I love planted tanks also and that's the reasons I have kept many smaller Vivariums. Planted tanks with small reptiles or amphibians. A Tegu enclosure just isn't the place for plants. Tegus get bored even in very large enclosures and they will dig in every square inch of the enclosure.


----------



## herpgirl2510 (May 7, 2011)

What about haanging plants from the ceiling of the enclosre or maybe with the rings that you screw into the wall you could screw them in higher.


----------



## Bubblz Calhoun (May 7, 2011)

_Herpgirl got me thinking and I googled some stuff. I like natural enclosures and the plants help with humidity if you can keep them out of the roots and from tearing the plant apart. I had real plants in Trickys enclosure until he got too big for them and want to do the same for Korben. 

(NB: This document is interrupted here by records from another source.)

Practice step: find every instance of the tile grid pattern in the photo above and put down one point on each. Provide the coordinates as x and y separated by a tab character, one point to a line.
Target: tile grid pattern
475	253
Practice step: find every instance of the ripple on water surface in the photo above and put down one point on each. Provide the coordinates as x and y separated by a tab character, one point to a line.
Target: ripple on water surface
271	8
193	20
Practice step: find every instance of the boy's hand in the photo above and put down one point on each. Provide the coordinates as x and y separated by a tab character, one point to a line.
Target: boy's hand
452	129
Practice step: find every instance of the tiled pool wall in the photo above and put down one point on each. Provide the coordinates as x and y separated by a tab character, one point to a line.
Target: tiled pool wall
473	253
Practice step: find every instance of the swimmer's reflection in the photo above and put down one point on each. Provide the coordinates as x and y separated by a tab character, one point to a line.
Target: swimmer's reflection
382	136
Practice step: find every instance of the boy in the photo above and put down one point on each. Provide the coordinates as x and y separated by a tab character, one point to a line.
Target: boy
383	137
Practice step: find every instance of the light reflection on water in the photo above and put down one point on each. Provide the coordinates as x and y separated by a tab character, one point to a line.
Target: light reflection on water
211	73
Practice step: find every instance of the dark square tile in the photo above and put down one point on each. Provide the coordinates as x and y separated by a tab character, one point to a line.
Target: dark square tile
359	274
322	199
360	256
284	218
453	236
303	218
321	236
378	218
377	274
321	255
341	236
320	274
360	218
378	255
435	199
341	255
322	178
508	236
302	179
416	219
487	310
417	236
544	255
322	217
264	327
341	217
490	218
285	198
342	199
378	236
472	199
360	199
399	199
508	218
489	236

Some of these ideas just might work and I will definitely try,.. if I buy or make my own. Some can be made to have hides in them with their own soil to dig in. 

First something similar to Herpgirls idea.
http://www.decodir.com/wp-content/uploads/2010/02/sky-planter-upside-down-plant-pot.jpg

and a few others;
http://simplydecoration.com/wp-content/uploads/2008/06/growbag.jpg

The Vertical Pot
http://www.bestfurnituretrend.com/wp-content/uploads/2010/11/Modern-Vertical-Garden.jpg

Pet Planting Pots
http://www.bodew.com/wp-content/uploads/2011/04/Unique-Bird-Houses.jpg

Strawberry Pots
http://www.kiddiegardens.com/image-files/patio_strawberries.jpg
_


----------



## herpgirl2510 (May 7, 2011)

The first one is way better than my idea. I just got a 3 foot red tegu from someone who lives close to me. I have a plant hanging from a hook from his enclosure ceiling he has shown no interest. The mulch filled water dish is another matter. It is so unbeliveably cute when they rink from their dish I never had see that before my red. Bubblze awesome ideas in those links thanks very modern looking.


----------